Governor Jerry Brown and Democrats who run the California Legislature won’t reach an agreement over his plan to curb public-employee pension costs before lawmakers break for vacation, according to a Brown spokesman.
Last year, the Democratic governor proposed pushing state workers into a hybrid system combining elements of 401(k)-style savings plans commonly used by businesses with traditional defined-benefit pensions. Brown, 74, also wants to raise the retirement age to 67 from 55 for most employees and to ban practices known as pension spiking and double dipping.
Democrats in the Legislature have resisted some of the changes. Lawmakers are set to begin a monthlong break July 6. Brown wants to sign a pension measure soon so he can use it in his pitch to voters for his initiative to raise income and sales taxes temporarily with a ballot measure in November.
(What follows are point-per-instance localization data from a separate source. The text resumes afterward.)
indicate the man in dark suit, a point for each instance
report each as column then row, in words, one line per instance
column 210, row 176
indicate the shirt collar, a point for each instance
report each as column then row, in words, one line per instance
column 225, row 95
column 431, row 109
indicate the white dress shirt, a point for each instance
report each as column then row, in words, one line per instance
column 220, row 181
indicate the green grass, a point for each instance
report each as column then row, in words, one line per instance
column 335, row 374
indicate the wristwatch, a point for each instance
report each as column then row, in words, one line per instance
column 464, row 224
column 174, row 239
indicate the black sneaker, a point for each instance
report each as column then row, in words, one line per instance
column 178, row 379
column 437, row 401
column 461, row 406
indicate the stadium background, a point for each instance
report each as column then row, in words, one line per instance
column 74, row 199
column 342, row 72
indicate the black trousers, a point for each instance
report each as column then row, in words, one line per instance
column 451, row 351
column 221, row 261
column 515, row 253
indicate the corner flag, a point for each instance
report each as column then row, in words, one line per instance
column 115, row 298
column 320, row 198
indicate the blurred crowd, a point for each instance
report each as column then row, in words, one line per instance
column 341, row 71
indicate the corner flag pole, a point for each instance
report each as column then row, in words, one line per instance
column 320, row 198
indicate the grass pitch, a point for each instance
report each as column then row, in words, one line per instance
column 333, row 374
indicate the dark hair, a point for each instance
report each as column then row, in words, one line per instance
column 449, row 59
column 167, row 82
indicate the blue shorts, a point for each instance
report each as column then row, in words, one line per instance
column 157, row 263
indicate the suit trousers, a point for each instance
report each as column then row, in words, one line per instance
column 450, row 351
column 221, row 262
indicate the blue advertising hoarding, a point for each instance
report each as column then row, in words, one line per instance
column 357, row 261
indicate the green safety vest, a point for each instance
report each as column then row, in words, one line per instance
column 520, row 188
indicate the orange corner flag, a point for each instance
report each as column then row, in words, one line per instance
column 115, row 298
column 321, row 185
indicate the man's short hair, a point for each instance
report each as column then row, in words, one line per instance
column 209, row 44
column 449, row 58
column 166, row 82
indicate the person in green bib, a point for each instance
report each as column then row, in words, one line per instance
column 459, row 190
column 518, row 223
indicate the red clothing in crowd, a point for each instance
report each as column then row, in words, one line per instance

If the proposal is rejected, it would trigger $6 billion in cuts.
“The governor could not agree to some of the changes in the pension counterproposal shared by the Legislature,” Gil Duran, a Brown spokesman, said today in a statement. “These complex issues cannot be resolved in two days and he has asked the Legislature to continue to work with him over the recess to resolve the substantial differences.”
Rising retiree obligations are straining the budgets of states and cities across the U.S., where leaders are still coping with the revenue effects of the longest recession since the Great Depression. A weak recovery has churned up a backlash against public-worker pay and benefits nationwide as taxpayers’ job prospects wilt and retirement nest-eggs shrink.